2. The underground facility tamper-proof monitoring device of claim 1, wherein: the monitoring module (100) is arranged on the ground, and the monitoring module (100) is connected with the power supply module (200) through a power cable (300).

3. The underground facility tamper-proof monitoring device of claim 1, wherein: the induced current generation unit (210) includes: the underground equipment comprises a first semicircular body (211) and a second semicircular body (212), wherein the first semicircular body (211) and the second semicircular body (212) are connected in a butt-joint mode through a detachable connecting structure, and a sleeve hole (213) for sleeving the underground equipment is formed after the first semicircular body (211) and the second semicircular body (212) are butt-jointed.

4. The underground facility tamper-proof monitoring device of claim 1, wherein: the induction current generating unit (210) is a current transformer.

5. The underground facility tamper-proof monitoring device of claim 1, wherein: the monitoring sensor (110) is a vibration sensor and/or a level sensor.

6. The underground facility tamper-proof monitoring device of claim 1, wherein: the monitoring module (100) is provided with a cable fixing structure (160) for being directly fixed to an underground apparatus and the underground apparatus being buried underground.

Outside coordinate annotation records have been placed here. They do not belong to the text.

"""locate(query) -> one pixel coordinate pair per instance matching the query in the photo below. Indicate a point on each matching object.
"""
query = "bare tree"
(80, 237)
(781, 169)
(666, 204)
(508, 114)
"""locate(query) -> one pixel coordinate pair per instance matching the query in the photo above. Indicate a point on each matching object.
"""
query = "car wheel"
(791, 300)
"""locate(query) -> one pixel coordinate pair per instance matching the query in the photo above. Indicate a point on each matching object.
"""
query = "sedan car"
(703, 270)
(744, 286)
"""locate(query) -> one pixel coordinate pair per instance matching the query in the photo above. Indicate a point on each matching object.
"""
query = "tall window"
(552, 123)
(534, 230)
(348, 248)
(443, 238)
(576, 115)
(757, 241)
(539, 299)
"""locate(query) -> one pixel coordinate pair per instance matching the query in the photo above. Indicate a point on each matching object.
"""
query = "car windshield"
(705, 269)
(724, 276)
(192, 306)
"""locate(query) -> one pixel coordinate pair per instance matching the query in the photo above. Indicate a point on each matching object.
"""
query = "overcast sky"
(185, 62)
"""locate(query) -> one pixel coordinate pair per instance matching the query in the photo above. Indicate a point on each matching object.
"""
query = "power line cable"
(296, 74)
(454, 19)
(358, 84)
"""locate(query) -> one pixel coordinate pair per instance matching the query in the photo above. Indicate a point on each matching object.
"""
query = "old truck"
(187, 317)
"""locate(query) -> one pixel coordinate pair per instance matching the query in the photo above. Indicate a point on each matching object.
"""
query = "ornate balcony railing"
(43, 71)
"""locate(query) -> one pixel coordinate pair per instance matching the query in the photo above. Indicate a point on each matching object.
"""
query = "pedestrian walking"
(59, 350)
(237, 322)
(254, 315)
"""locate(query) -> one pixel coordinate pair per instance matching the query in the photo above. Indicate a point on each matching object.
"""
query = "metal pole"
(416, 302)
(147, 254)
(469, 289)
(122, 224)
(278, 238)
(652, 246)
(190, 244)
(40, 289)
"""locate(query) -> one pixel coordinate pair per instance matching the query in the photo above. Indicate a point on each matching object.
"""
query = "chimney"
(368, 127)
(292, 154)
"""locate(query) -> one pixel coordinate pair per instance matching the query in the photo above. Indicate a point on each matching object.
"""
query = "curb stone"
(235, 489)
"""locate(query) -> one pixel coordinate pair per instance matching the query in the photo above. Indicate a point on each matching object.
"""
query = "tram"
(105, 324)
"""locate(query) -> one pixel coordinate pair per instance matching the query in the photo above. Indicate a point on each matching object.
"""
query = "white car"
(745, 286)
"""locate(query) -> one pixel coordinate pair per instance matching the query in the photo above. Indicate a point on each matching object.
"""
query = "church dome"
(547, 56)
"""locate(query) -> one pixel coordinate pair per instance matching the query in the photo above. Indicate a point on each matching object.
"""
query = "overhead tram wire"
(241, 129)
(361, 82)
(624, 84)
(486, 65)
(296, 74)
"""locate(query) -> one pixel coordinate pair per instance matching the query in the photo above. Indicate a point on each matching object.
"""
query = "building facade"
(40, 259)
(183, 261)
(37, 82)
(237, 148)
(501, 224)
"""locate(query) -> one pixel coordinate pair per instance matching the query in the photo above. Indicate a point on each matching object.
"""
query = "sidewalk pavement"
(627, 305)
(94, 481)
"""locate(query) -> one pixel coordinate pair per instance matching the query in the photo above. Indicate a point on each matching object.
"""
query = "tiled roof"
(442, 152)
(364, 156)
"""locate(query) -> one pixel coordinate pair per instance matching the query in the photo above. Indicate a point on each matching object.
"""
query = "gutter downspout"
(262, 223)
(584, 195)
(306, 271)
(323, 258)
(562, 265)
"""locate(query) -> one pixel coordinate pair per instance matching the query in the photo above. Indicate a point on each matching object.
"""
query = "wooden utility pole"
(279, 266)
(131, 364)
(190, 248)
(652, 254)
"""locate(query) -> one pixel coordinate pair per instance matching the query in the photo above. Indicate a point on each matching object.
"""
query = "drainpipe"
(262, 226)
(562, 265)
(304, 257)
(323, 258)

7. The underground facility tamper-proof monitoring device of claim 6, wherein: the monitoring module (100) is fixedly connected with the power supply module (200) in a fitting way or shares an integrally formed shell structure.

8. The underground facility tamper-proof monitoring device of claim 1, wherein: the monitoring module (100) further comprises an audible and visual alarm unit (150).

9. The underground facility tamper-proof monitoring device of claim 1, wherein: the power supply module (200) further comprises a battery for supplying power to the monitoring module (100), and the induction current generating unit (210) is connected with the battery for charging the battery; the monitoring module (100) is provided with a first power interface connected with the battery and a second power interface connected with the induced current generating unit (210), and the monitoring module (100) monitors that the second power interface has no voltage and sends a second alarm signal through the wireless communication unit (140).

10. An underground equipment damage prevention monitoring system, which is characterized by comprising an underground equipment damage prevention monitoring device as claimed in any one of claims 1-9, a cloud server (400) in communication connection with the underground equipment damage prevention monitoring device, and a background terminal (500) in communication connection with the cloud server.